He who can do the most can do the least

From Concertonet, January 2000
Written by Gaelle Plasseraud
Translated from the original French by Valour

After a recital at l’Auditorium du Louvre the last week, Nikolai Lugansky performs here, with L’Orchestre National de France and Christof Perick, the Fourth Piano Concerto of Rachmaninov. Although terribly difficult, this composer’s final concerto is not a vehicle for its soloist. The piece is thankless. Like the albatross of Baudelaire, its scale is gigantic and, made for broad movements, it remains paralysed, nailed to the ground. The work is persistently halted, its flights bogged down. It is undoubtedly this impotence permeating the Concerto that renders it so attractive and so mysterious.

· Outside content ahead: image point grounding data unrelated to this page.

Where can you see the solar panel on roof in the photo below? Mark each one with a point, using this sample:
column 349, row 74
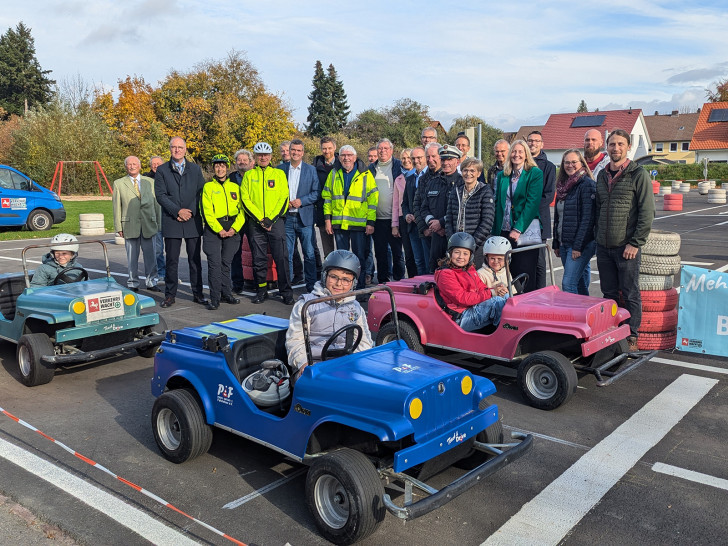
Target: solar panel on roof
column 588, row 121
column 718, row 114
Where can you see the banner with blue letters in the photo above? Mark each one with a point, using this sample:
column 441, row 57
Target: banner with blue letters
column 702, row 325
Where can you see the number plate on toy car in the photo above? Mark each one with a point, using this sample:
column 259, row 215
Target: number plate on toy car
column 104, row 305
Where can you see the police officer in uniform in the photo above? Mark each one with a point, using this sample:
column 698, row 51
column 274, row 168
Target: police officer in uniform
column 264, row 192
column 224, row 218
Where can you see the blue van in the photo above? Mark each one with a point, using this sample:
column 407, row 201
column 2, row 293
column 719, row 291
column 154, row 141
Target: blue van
column 26, row 203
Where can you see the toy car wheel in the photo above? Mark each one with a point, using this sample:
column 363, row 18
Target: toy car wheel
column 491, row 435
column 344, row 493
column 547, row 379
column 159, row 328
column 39, row 220
column 33, row 371
column 179, row 426
column 408, row 333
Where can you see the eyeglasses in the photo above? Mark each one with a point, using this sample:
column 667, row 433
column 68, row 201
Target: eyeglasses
column 343, row 280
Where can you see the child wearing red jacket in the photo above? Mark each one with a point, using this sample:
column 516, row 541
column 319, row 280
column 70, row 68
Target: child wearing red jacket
column 462, row 289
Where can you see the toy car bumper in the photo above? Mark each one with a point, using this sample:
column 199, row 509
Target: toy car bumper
column 80, row 356
column 436, row 498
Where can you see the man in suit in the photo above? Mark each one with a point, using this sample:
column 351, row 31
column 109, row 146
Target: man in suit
column 303, row 191
column 137, row 217
column 178, row 185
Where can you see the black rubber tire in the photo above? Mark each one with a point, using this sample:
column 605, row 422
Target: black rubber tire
column 408, row 333
column 39, row 220
column 158, row 328
column 547, row 379
column 491, row 435
column 179, row 426
column 33, row 371
column 345, row 496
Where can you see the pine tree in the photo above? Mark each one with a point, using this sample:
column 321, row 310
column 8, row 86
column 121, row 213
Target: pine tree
column 21, row 77
column 339, row 102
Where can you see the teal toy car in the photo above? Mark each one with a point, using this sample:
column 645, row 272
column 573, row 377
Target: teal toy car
column 70, row 323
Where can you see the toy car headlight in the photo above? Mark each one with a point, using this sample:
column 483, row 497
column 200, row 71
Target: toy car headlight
column 415, row 408
column 466, row 384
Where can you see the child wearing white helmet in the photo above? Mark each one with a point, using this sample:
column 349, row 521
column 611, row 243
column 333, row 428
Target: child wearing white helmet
column 493, row 272
column 61, row 259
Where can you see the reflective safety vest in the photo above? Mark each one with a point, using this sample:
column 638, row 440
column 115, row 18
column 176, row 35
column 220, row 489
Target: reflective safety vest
column 355, row 210
column 221, row 200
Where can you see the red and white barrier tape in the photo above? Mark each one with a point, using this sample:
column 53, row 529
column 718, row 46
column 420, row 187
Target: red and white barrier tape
column 122, row 480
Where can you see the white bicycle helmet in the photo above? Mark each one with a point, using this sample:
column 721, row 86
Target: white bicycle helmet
column 496, row 245
column 269, row 386
column 62, row 242
column 262, row 148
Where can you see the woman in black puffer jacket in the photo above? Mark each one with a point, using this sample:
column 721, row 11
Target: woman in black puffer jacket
column 574, row 215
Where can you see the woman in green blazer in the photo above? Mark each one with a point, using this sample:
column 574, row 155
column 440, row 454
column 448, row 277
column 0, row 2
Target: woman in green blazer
column 518, row 195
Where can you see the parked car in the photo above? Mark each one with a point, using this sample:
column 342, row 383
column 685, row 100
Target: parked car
column 66, row 324
column 356, row 419
column 547, row 335
column 24, row 202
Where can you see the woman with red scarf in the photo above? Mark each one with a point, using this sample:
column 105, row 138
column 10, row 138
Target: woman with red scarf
column 574, row 214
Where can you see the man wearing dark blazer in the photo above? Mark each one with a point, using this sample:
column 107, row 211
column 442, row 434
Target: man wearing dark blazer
column 303, row 188
column 178, row 186
column 137, row 217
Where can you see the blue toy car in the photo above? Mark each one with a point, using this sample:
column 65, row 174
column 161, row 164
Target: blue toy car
column 358, row 419
column 26, row 203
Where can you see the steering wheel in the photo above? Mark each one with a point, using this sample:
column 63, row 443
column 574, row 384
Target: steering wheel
column 64, row 278
column 350, row 344
column 522, row 279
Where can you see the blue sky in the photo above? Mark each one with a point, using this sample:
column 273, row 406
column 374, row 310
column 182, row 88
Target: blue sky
column 510, row 63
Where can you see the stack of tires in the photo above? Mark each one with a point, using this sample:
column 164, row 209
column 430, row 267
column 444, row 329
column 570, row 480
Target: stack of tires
column 660, row 262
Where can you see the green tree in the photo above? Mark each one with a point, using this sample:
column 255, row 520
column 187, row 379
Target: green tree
column 489, row 135
column 23, row 84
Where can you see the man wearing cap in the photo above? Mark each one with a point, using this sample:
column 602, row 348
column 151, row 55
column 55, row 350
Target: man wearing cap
column 178, row 185
column 224, row 218
column 433, row 202
column 264, row 193
column 137, row 218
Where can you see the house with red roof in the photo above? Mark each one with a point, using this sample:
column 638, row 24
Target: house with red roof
column 566, row 131
column 710, row 139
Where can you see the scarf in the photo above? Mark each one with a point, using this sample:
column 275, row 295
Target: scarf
column 563, row 187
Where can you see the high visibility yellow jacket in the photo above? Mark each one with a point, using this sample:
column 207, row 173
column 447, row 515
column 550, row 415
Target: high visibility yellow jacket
column 355, row 210
column 265, row 194
column 222, row 200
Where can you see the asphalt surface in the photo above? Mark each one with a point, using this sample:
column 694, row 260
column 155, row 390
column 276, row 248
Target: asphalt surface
column 664, row 418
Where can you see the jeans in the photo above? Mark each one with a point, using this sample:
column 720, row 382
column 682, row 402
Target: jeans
column 577, row 273
column 484, row 313
column 295, row 229
column 359, row 242
column 617, row 273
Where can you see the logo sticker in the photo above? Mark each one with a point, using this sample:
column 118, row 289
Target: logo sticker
column 224, row 394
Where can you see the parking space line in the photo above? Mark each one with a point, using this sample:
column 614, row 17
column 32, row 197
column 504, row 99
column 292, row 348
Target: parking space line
column 701, row 367
column 564, row 502
column 690, row 475
column 124, row 514
column 263, row 490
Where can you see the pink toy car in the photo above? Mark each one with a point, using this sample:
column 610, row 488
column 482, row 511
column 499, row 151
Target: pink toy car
column 547, row 334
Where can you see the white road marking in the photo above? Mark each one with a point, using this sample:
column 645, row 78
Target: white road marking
column 690, row 475
column 549, row 517
column 701, row 367
column 263, row 490
column 137, row 521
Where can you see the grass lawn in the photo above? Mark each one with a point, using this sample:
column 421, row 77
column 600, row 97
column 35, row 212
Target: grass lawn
column 70, row 225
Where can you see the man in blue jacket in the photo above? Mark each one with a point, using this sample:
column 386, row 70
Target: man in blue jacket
column 303, row 190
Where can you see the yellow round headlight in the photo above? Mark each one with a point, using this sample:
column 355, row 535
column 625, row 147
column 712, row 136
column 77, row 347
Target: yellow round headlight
column 415, row 408
column 466, row 384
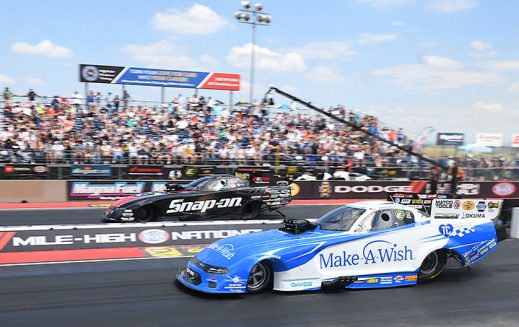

Lugansky is the ideal interpreter. The playing of the pianist is of a sobriety and an assurance rarely found in such a young interpreter. Lugansky plays the forceful passages at the keyboard with an astonishing economy of gestures. He begins the piece with serenity, without seeking to go beyond its limits. He is courageously resigned to be self-effacing and hence the second movement becomes very impressive : the pianist gives the appearance of being sincerely unable to finish the sketched phrases. He abandons his instrument repeatedly, as if in despair. He plays, with frankness, the hesitations in the work, and his playing is supported by remarkable technical means.

L’Orchestre Nationale appears to take pleasure in accompanying this soloist of quality.